Bryan Caplan writes about a cool paper from 1999 by Philip Tetlock on overconfidence in historical predictions. Here’s Caplan’s summary:

Tetlock’s piece explores the overconfidence of foreign policy experts on both historical “what-ifs” (“Would the Bolshevik takeover have been averted if World War I had not happened?”) and actual predictions (“The Soviet Union will collapse by 1993.”) The highlights:

# Liberals believe that relatively minor events could have made the Soviet Union a lot better; conservatives believe that relatively minor events could have made South Africa a lot better.

# Tetlock asked experts how they would react if a research team announced the discovery of new evidence. He randomly varied the slant of the evidence. He found a “pervasiveness of double standards: experts switched on the high-intensity search light of skepticism only for dissonant results.”

# Tetlock began collecting data on foreign policy experts’ predictions back in the 80’s. For example, in 1988 he asked Sovietologists whether the USSR would still be around in 1993. Overall, experts who said they were 80% or more certain were in fact right only 45% of the time.

# How did experts cope with their failed predictions? “[F]orecasters who had greater reason to be surprised by subsequent events managed to retain nearly as much confidence in the fundamental soundness of their judgments of political causality as forecasters who had less reason to be surprised.” The experts who made mistakes often announced that it didn’t matter because prediction is pretty much impossible anyway (but then why did they assign high probabilities in the first place?!) The mistaken experts also often said they were “almost right” (e.g. the coup against Gorbachev could have saved Communism) but correct experts very rarely conceded that they were “almost wrong” for similar reasons.

Caplan goes on to discuss the probability that forecasters might have been more calibrated if they had been betting money on their predictions. This is an interesting point but I’d like to take the discussion in a different direction. Beyond the general interest in cognitive illusions I’ve had since reading the Kahneman, Slovic, and Tversky book way back when, Tetlock’s study interests me because it interacts with Niall Ferguson’s work on potential outcomes in historical studies and Joe Bafumi’s work on the stubborn American voter.

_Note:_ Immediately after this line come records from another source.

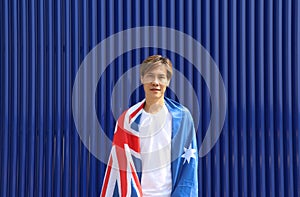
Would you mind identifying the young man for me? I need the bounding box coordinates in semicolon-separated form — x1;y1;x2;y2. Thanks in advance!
101;55;198;197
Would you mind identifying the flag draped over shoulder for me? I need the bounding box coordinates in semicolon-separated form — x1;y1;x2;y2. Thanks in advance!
101;98;198;197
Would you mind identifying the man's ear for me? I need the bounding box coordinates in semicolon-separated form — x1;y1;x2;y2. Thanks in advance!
140;76;144;84
167;79;171;87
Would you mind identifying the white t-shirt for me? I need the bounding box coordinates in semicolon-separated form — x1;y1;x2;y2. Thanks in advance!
139;105;172;197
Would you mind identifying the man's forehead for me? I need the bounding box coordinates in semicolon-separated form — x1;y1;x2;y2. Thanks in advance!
145;64;167;74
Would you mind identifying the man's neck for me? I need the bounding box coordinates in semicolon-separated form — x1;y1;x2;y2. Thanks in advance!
144;98;165;114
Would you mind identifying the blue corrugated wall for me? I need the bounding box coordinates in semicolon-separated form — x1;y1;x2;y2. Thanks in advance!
0;0;300;196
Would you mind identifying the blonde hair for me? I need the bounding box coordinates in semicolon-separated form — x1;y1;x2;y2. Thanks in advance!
140;55;173;80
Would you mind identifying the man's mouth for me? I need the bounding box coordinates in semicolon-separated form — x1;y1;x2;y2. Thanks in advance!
150;88;160;91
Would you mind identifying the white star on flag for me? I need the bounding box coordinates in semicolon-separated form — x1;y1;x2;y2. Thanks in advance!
181;144;196;164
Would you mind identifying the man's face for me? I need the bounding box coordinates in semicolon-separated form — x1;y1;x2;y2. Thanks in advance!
141;65;170;100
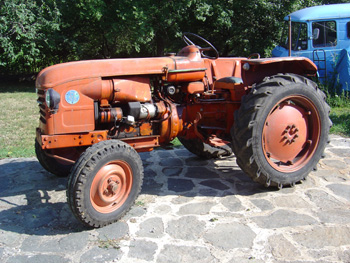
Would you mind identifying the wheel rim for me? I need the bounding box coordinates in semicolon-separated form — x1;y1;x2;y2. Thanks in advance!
262;96;321;172
90;160;133;214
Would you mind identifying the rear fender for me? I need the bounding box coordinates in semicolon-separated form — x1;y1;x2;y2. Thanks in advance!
242;57;317;86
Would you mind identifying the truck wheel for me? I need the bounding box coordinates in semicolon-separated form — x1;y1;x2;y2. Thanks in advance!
35;140;73;177
178;137;232;159
231;74;332;188
67;140;143;227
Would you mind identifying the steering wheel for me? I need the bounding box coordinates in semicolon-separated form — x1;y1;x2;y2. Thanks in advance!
182;32;219;59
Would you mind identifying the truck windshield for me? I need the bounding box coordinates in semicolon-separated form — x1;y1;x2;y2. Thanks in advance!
280;21;307;50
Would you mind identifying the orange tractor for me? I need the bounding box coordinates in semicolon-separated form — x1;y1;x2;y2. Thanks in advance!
35;33;331;227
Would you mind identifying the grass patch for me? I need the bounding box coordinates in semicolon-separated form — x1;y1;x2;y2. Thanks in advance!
0;83;39;159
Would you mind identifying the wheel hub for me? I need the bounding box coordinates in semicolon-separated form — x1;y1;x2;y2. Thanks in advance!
90;161;132;213
263;102;308;164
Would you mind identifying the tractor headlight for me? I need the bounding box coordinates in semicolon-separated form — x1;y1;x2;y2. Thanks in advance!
45;89;61;111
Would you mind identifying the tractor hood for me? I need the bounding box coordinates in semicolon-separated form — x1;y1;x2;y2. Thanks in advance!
36;50;205;89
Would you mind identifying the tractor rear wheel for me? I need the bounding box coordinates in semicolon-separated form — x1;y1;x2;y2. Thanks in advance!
231;74;332;188
67;140;143;227
178;137;232;159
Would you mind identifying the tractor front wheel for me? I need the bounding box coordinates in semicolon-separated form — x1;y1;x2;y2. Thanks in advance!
67;140;143;227
231;74;331;188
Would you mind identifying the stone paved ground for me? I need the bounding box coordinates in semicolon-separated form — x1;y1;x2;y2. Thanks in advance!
0;136;350;263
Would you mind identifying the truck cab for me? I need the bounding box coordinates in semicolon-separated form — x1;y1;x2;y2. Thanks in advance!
272;4;350;83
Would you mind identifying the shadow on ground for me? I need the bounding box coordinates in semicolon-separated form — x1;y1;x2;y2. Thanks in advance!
0;149;271;235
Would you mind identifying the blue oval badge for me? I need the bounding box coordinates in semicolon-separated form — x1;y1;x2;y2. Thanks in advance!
65;90;80;104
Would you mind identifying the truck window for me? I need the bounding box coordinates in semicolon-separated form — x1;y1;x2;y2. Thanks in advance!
280;21;307;50
312;21;337;47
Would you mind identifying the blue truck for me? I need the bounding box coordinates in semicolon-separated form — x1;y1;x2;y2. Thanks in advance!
272;3;350;91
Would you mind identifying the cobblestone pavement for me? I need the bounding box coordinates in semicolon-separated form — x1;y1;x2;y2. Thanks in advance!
0;136;350;263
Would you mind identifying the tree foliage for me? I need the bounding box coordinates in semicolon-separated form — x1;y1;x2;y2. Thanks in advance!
0;0;347;73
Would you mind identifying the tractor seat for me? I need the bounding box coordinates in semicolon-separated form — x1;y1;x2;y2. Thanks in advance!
215;77;243;89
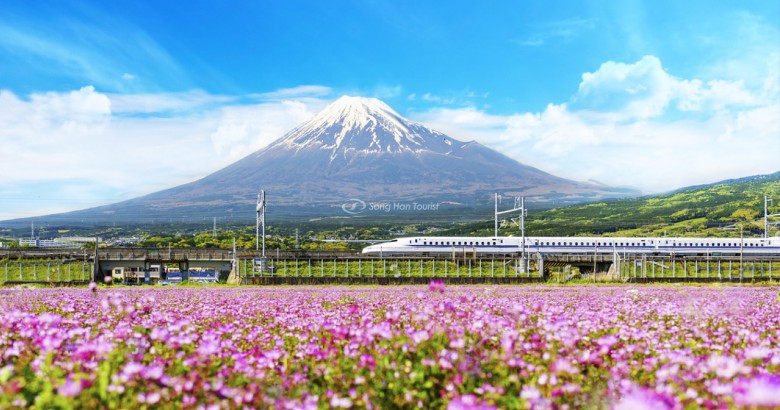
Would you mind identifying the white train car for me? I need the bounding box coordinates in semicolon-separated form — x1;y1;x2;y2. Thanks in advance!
363;236;780;257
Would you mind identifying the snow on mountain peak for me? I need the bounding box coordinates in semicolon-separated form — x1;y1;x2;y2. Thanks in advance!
274;96;458;156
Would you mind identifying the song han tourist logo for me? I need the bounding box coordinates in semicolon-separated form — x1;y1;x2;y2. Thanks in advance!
341;198;440;215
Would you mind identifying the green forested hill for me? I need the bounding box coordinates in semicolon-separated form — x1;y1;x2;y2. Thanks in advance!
444;172;780;236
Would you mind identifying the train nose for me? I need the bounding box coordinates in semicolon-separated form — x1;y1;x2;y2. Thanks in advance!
363;245;379;255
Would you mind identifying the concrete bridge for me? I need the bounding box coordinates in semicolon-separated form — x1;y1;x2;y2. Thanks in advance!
94;248;233;281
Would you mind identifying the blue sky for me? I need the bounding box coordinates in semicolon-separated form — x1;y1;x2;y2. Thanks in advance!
0;0;780;220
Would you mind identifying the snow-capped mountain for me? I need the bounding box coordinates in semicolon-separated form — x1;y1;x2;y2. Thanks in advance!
270;96;460;160
15;97;635;224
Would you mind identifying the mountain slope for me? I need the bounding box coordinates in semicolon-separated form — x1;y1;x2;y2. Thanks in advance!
4;97;635;221
443;172;780;237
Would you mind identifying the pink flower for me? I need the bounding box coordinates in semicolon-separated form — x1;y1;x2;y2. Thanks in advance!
57;376;84;397
428;279;444;293
735;374;780;408
447;394;496;410
612;388;674;410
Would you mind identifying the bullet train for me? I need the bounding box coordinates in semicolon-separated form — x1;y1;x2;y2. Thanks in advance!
363;236;780;257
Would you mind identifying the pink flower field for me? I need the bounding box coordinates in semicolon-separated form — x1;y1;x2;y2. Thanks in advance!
0;282;780;409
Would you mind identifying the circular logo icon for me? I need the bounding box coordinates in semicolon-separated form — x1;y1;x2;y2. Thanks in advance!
341;199;366;215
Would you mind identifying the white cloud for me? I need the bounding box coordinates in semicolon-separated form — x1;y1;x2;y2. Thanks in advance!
572;56;771;120
414;56;780;192
0;86;327;220
253;85;333;100
516;18;596;47
108;90;236;115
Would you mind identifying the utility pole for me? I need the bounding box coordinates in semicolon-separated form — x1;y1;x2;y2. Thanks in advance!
493;192;498;238
255;189;265;258
495;193;528;272
764;195;780;239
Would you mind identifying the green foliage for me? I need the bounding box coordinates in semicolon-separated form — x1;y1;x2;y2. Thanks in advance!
440;172;780;237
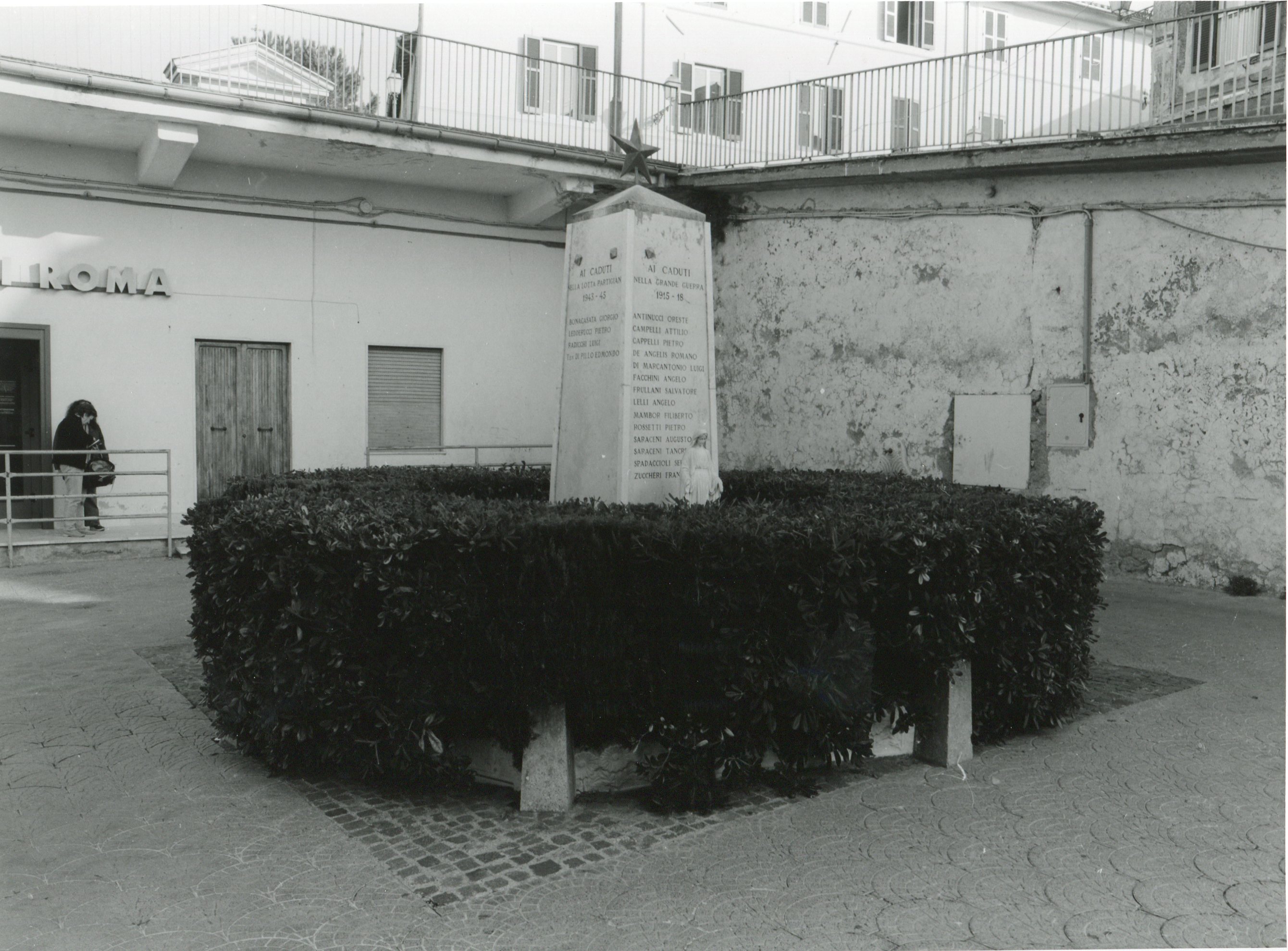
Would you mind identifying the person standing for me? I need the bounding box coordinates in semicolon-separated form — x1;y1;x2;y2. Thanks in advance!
54;400;98;538
81;405;111;532
680;432;724;505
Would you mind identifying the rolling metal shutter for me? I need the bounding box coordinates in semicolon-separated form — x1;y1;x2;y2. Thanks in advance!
367;347;443;449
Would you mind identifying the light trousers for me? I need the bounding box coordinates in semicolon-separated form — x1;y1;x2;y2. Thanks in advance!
54;465;85;535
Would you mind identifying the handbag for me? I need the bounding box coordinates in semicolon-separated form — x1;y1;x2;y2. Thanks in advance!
85;459;116;488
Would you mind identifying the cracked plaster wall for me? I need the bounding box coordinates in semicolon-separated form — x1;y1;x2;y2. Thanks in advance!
715;163;1286;590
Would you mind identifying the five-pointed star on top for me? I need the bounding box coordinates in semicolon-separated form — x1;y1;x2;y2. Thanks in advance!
608;120;657;184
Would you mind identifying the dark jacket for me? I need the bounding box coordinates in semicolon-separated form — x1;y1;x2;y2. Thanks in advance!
89;419;110;463
54;416;94;469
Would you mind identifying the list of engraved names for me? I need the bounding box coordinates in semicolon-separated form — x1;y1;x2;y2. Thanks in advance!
564;263;622;361
630;254;707;482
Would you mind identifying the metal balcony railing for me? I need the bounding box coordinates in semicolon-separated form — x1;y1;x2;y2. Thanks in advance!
0;0;1284;170
680;2;1284;170
0;5;681;163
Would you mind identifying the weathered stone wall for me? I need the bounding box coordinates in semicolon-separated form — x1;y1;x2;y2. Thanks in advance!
715;161;1286;590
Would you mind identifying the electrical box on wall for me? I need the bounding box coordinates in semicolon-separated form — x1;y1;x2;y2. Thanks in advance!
1047;383;1091;449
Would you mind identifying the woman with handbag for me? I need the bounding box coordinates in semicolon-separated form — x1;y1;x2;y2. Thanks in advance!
54;400;98;538
81;412;116;532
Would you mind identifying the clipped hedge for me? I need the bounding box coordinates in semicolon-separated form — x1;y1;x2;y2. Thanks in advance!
187;468;1104;804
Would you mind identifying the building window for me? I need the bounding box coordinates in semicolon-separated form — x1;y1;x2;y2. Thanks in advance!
367;347;443;450
1082;36;1101;83
796;83;845;155
672;62;743;139
1257;4;1284;50
801;1;827;27
890;95;921;152
521;36;599;121
984;10;1006;61
1190;2;1221;72
883;0;935;49
979;113;1006;142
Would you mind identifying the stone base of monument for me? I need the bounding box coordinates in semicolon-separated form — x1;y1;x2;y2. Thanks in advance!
457;663;974;812
519;703;577;812
912;661;975;767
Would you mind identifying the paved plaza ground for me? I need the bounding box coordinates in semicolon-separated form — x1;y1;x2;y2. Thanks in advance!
0;559;1286;951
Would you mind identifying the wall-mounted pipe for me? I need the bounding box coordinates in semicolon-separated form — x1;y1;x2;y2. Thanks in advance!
1082;209;1093;383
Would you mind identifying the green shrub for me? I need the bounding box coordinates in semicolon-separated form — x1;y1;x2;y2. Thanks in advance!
187;468;1104;807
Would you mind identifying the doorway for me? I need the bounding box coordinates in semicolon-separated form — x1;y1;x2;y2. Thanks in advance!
0;324;54;530
197;340;291;501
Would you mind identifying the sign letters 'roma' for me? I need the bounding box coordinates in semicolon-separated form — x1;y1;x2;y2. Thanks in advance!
0;258;170;298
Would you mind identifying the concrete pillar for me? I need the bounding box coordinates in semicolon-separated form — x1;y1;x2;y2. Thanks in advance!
519;703;577;812
912;661;975;767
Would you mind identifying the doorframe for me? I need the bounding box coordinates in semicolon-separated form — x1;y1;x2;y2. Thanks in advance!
192;337;295;495
0;321;54;528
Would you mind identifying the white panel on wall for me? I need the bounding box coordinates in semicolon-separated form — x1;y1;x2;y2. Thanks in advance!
953;393;1030;488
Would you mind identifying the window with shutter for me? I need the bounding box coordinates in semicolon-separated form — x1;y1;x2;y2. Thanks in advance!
1185;1;1221;76
796;83;813;148
984;10;1006;59
1257;4;1284;49
890;95;921;152
367;347;443;449
519;36;541;112
827;89;845;153
671;61;693;133
577;46;599;120
725;70;742;139
882;0;935;49
801;0;827;27
1082;36;1101;83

Virtual history and stubborn voters

Ferguson edited a book on “virtual history” in which he considered historical speculations, and retroactive historical speculations, in the potential-outcome framework that is used in statistical inference. These ideas also come up in other fields, such as law (as pointed out here by Don Rubin). I’m not quite sure how overconfidence fits in here but it seems relevant.

Joe Bafumi in the “stubborn American voter” (here’s an old link; I don’t have a link to the updated version of the paper) found that in the past twenty years or so, Americans have become more partisanl, not only in their opinions, but also in their views on factual matters. This seems similar to what Tetlock found and also suggests that the time dimension is relevant. Joe also considers views of elites vs. average Americans.

Finally . . .

Tetlock’s paper was great but I’d like it even better if the results were presented as graphs rather than tables of numbers. In my experience, graphical presentations make results clearer, but even more important, can generate new hypotheses and reject existing hypotheses I didn’t realize I had.

My impression is that statistics and data analysts see graphics as an “exploratory” tool for looking at data, maybe useful when selecting a model, but then when they get their real results, they present the numbers. But in my conception of exploratory data analysis (see also here for Andreas Buja’s comment and here for my rejoinder), graphs are about comparisons. And, as is clear from Caplan’s summary, Tetlock’s paper is all about comparisons–stated probabilities compared to actual probabilities, liberals compared to conservatives, and so on. So I think something useful could possibly be learned by re-expressing Tetlock’s Tables 1, 2, 3, and 4 as graphs. (Perhaps a good term project for a student in my regression and multilvel modeling class this fall?)